“How could I know then that this would be my life: yearning to leave the South and doing so again and again, but perpetually called back to home by a love so thick it choked me?”
Devastating, heart-wrenching, and full of love and sorrow, Men We Reaped is an unforgettable memoir. Jesmyn Ward recounts her experiences growing up poor, female, and Black in the rural South during the late 80s and 90s. Ward interweaves her personal account with a brutal social commentary that highlights what it means to be poor and Black, and of how racism, specifically in the South, remains an insidious and widespread phenomenon with tragic consequences. Interrupting those chapters in which Ward recounts her childhood and teenage years are chapters focusing on the lives of five Black men, all of whom died young as a result of addictions, suicide, and accidents. Some of these men, we learn, were her friends growing up. We see how the school system either pegged them as problem students or ignored them, which inevitably would make them feel ‘less than’ and worthless. Ward’s younger brother, Joshua, is one of these young men, which makes these chapters all the more hard-hitting.

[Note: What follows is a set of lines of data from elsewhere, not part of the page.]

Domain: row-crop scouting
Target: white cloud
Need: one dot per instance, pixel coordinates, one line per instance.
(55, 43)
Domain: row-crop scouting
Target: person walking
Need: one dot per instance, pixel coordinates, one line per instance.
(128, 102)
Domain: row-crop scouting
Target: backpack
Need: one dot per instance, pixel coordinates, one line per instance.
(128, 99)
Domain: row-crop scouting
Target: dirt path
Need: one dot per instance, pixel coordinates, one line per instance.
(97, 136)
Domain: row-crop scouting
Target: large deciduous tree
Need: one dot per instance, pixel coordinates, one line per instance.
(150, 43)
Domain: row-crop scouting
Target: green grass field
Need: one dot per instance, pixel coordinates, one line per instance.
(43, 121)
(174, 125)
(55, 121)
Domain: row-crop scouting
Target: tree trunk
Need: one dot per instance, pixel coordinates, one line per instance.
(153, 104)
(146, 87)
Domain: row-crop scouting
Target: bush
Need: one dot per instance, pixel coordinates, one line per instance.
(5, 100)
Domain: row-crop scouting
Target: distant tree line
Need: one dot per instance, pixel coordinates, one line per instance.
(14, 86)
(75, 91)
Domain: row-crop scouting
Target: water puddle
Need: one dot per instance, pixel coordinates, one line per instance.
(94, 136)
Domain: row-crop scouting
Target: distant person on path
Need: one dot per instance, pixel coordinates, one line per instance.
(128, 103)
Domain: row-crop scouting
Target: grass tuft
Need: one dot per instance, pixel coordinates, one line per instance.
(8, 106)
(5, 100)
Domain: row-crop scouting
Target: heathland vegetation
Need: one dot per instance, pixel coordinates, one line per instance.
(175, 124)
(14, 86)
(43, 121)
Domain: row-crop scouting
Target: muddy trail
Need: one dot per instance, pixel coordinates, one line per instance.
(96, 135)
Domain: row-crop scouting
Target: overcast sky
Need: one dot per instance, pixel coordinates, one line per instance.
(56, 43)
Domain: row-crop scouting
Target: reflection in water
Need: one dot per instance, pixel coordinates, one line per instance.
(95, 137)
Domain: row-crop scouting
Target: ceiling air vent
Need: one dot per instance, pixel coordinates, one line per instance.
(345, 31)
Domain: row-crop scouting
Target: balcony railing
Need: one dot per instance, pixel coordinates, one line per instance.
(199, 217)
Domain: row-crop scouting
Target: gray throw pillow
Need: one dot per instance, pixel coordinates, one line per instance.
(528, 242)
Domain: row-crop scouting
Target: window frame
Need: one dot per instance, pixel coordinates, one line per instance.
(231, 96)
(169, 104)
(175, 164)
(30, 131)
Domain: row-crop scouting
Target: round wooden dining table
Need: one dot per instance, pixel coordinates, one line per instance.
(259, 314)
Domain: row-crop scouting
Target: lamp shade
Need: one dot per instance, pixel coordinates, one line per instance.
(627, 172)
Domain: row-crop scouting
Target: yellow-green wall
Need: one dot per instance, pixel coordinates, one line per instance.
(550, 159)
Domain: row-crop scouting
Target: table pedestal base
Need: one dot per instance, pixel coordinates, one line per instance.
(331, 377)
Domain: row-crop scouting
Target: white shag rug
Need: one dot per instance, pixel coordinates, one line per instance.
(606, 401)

Ward shows how deep-rooted institutionalised racism is and how it results in social and economic disparities. In looking back to the past, Ward tries to understand the motivations behind the actions and behaviours of the adults around her, in particular, her mother and her father, a serial cheater who would eventually leave them behind. In discussing the lives of these men she cared for, Ward considered the high mortality rate among young Black men, and of the way in which their community is affected by generational trauma, drug addiction, etc. Ward ultimately feels conflicted about the South, a place that has played a fatal role in the deaths of the people she loved. Yet, even after moving away to pursue higher education, she finds herself longing to return to it. Ward, in some ways, appears to be haunted by it and by the role it played in the deaths of so many men she knew and loved.
With heartbreaking clarity and piercing insight, Ward writes of her childhood, of the lives of those young men who died such violent and sudden deaths, of her own family and her relationship to her parents, of her community, and of social inequality. More impressive still than Ward’s talent for vividly portraying a specific time and place is her ability to articulate her grief over the death of her brother and her friends.

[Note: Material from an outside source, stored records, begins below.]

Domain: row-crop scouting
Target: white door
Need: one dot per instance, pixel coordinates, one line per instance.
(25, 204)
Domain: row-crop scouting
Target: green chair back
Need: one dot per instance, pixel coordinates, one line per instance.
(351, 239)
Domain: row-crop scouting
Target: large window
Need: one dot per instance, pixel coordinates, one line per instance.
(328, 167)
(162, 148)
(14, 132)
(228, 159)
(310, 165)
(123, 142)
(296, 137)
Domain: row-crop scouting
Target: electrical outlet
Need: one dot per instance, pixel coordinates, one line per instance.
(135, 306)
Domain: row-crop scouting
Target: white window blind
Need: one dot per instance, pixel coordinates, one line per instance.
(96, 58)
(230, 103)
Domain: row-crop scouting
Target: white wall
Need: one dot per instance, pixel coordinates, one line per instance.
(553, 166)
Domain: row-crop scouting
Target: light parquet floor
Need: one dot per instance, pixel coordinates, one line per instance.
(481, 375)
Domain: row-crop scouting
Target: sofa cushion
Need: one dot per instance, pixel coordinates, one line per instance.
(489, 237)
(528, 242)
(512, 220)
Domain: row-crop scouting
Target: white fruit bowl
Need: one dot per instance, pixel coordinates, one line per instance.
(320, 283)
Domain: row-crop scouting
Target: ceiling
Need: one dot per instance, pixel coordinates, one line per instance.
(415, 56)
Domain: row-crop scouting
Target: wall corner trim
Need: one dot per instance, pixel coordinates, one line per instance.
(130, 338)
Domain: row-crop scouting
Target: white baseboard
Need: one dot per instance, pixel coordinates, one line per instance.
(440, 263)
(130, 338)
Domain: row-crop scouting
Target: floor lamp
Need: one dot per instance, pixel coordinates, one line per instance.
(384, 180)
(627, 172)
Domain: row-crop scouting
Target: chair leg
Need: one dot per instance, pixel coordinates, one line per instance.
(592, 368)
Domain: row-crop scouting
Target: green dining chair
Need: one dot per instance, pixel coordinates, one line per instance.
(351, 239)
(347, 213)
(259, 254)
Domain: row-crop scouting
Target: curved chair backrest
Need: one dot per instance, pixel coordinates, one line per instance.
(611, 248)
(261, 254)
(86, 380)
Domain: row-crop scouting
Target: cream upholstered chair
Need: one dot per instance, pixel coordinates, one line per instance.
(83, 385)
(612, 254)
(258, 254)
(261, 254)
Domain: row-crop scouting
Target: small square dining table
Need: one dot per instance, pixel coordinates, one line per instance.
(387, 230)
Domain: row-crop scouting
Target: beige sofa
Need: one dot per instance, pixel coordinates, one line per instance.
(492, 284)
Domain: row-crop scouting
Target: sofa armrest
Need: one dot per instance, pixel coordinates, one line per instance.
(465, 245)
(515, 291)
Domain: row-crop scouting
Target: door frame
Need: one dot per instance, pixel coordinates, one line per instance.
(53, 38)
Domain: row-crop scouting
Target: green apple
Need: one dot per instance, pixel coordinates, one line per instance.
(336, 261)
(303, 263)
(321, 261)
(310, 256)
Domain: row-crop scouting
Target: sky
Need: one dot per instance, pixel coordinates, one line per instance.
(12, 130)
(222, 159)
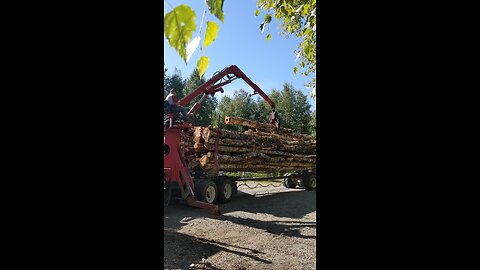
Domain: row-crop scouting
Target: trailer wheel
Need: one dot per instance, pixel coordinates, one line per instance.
(226, 189)
(310, 181)
(206, 191)
(288, 181)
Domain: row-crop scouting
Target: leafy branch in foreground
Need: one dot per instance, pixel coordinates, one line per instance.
(298, 18)
(179, 26)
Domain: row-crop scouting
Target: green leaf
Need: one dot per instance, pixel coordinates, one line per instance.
(179, 25)
(216, 8)
(202, 65)
(305, 9)
(268, 18)
(210, 34)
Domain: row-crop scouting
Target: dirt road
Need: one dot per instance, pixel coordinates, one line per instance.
(263, 228)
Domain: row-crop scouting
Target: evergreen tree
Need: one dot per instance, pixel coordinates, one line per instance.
(313, 124)
(203, 116)
(176, 82)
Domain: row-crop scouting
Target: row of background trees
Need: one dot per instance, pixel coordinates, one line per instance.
(292, 106)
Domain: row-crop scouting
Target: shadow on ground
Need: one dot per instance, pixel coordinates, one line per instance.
(292, 204)
(192, 249)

While this memoir is by no means an easy read, it did in fact distress me, ultimately, I think it’s a necessary read. Ward’s lyrical prose reads like an elegy, both to the men that died at such a young age and to the South. Men We Reaped is a powerful, poignant, and thought-provoking read. While this memoir is mired in pain and grief, Ward’s elegiac prose and empathy balanced out its bleaker aspects. With admirable lucidity Ward attempts to reconcile herself with the confusion and anger brought about by the inequalities experienced by her community and by her loved one deaths.
Some quotes that will haunt me:
“[T]he message was always the same: You’re Black. You’re less than White. And then, at the heart of it: You’re less than human.”
“We inherit these things that breed despair and self-hatred, and tragedy multiplies. For years I carried the weight of that despair with me;”
“But this grief, for all its awful weight, insists that he matters. What we carry of Roger and Demond and C. J. and Ronald says that they matter. I have written only the nuggets of my friends’ lives. This story is only a hint of what my brother’s life was worth, more than the nineteen years he lived, more than the thirteen years he’s been dead. It is worth more than I can say. And there’s my dilemma, because all I can do in the end is say.”
“We who still live do what we must. Life is a hurricane, and we board up to save what we can and bow low to the earth to crouch in that small space above the dirt where the wind will not reach. We honor anniversaries of deaths by cleaning graves and sitting next to them before fires, sharing food with those who will not eat again. We raise children and tell them other things about who they can be and what they are worth: to us, everything. We love each other fiercely, while we live and after we die. We survive; we are savages.”
“I thought being unwanted and abandoned and persecuted was the legacy of the poor southern Black woman. But as an adult, I see my mother’s legacy anew. I see how all the burdens she bore, the burdens of her history and identity and of our country’s history and identity, enabled her to manifest her greatest gifts.”